Burlington Northern, a major mover of grain in the West, has been caught short of cars in recent months because many of the cars they share with other railroads have not been returned yet.
Meanwhile, about 10 million bushels of Montana wheat has piled up, awaiting belated shipment to the West Coast. Most of it is intended for Asian markets.
"If we don't get things moving in a couple of days, the exporters on the West Coast, who expect 10 million bushels by Feb. 28, are going to charge Montana grain companies about $50,000 a day in penalties," said Keith Kelly, agricultural aide to Governor Thomas Judge.
Kelly said the delays, if they continue, "could cost industry in this state up to a million dollars by the end of this month."
He said grain companies have stopped ordering grain from the local farmers because of the growing reserves.
Agriculture is Montana's leading industry, and grain represents more than 50 per cent of that industry.
Responging to a plea from Governor Judge, ICC Chairman Dan O'Neal issued the following statement yesterday:
"These shortages (of boxcars) are preventing the orderly flow of grain to markets both domestic and export, and are causing severe economic loss to producers and shippers of grain dependent on the Burlington Northern for transportation."
Then O'Neal ordered all railroads to return to BN all 40-foot boxcars and large capacity, covered hopper cars.
It is common practice for various railroads to share boxcars with each other on a pay-as-you-use basis regulated by the ICC. This system was established to keep shipping costs down by eliminating movement of empty cars.
Burlington Northern is a major grain shipper, and Montana is the third largest grain-producing state, behind Kansas and North Dakota.
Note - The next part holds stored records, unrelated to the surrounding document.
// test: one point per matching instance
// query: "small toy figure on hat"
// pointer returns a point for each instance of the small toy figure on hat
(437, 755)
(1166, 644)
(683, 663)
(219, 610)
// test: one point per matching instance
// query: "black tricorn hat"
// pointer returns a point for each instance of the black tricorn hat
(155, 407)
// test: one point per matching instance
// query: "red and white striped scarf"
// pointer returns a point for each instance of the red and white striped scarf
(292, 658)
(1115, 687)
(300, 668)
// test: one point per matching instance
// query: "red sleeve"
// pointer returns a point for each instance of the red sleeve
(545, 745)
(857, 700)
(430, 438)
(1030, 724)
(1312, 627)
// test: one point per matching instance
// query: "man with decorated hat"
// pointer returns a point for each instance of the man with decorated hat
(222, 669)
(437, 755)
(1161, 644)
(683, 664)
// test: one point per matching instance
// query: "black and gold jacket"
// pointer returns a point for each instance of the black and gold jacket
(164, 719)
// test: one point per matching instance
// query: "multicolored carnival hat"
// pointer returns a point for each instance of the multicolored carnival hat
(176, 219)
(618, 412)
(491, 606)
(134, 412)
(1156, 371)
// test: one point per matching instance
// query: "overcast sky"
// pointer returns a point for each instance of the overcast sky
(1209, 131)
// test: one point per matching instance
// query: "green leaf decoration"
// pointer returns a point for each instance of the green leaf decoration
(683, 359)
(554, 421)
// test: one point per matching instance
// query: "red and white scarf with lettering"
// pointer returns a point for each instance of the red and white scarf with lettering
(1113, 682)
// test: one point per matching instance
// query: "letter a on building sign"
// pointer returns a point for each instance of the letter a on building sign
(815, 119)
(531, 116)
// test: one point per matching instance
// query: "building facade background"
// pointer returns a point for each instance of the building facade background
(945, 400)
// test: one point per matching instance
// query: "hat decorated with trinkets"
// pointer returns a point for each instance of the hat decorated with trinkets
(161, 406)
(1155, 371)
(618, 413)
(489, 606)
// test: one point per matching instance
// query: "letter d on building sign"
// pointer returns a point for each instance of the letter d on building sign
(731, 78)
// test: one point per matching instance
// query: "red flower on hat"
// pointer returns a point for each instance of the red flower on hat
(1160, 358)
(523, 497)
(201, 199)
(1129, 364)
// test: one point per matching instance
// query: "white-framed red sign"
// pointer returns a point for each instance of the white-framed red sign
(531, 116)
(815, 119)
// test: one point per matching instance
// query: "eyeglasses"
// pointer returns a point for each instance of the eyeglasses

According to Kelly, Nebraska and Colorado grain companies have begun to sell their grain to West Cost importers who refuse to wait any longer for Montana's grain.
In a separate development, Eastern and Western railroads have agreed to seek a general 4 percent freight rate increase effective July 1, if they can get Southern lines to go along with them.
The move represents a compromise between the East and West carriers. In January the Eastern carriers proposed a general 6 percent rate rise, effective May 1, but the Western lines hesitated about joining that request.